Now back on the main class, we added an ImageView, which is sent to a Sprite class.

From the Java documentation:

"The ImageView is a Node used for painting images loaded with Image class."

In other words, the Image view, using the setViewport method, permits the "clipping" of an image, i.e. removing and adding pixels to an image's "visible area"

final ImageView imageView = new ImageView(
    new Image("file:" + this.getClass().getResource("/SpriteSheet.png").getPath())
);
imageView.setViewport(new Rectangle2D(0, 68, 64, 64));
spriteAnimation = new Sprite(imageView, 4, 4, 0, 68, 64, 64);

Note that since the image is a local resource file, we append file: to the path.

The Sprite class is where the animation happens. Simply put, our viewport has a set width and height, that "frames" our SpriteSheet. On every new frame animation we move the SpriteSheet horizontally and this, until we reach the end of the SpriteSheet where we start again.

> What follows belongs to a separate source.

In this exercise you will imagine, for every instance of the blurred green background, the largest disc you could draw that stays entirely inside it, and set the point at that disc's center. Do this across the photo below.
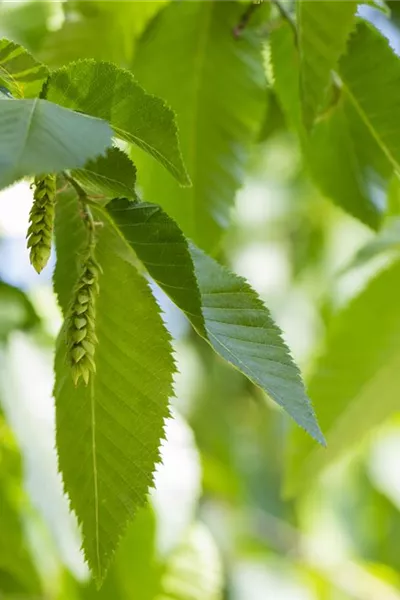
(219, 525)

This is the same concept used with traditional film, so the logic is quite simple to grasp.

public class Sprite extends Transition {

    private final ImageView imageView;
    private final int frameCount;
    private final int columns;
    private final int offsetX;
    private final int offsetY;
    private final int width;
    private final int height;

    private int lastIndex;

    public Sprite(
        ImageView imageView,
        int frameCount,
        int columns,
        int offsetX,
        int offsetY,
        int width,
        int height
    ) {
        this.imageView  = imageView;
        this.frameCount = frameCount;
        this.columns    = columns;
        this.offsetX    = offsetX;
        this.offsetY    = offsetY;
        this.width      = width;
        this.height     = height;
    }

    public void setCycles(Duration duration)
    {
        setCycleDuration(duration);
        setInterpolator(Interpolator.LINEAR);
        setCycleCount(INDEFINITE);
    }

    protected void interpolate(double k) {
        final int index = Math.min((int) Math.floor(k * frameCount), frameCount - 1);
        if (index != lastIndex) {
            final int x = (index % columns) * width  + offsetX;
            final int y = (index / columns) * height + offsetY;
            imageView.setViewport(new Rectangle2D(x, y, width, height));
            lastIndex = index;
        }
    }
}

And that's it! So now, we can start our workout series, display the intensity for the current interval, as well as its remaining time, and, lastly, display a little sprite animation to go along with the application. In the next article, we will cover how to implement multiple workouts as json structured application resources.

As always, the code related to this blog post is available on my GitHub account.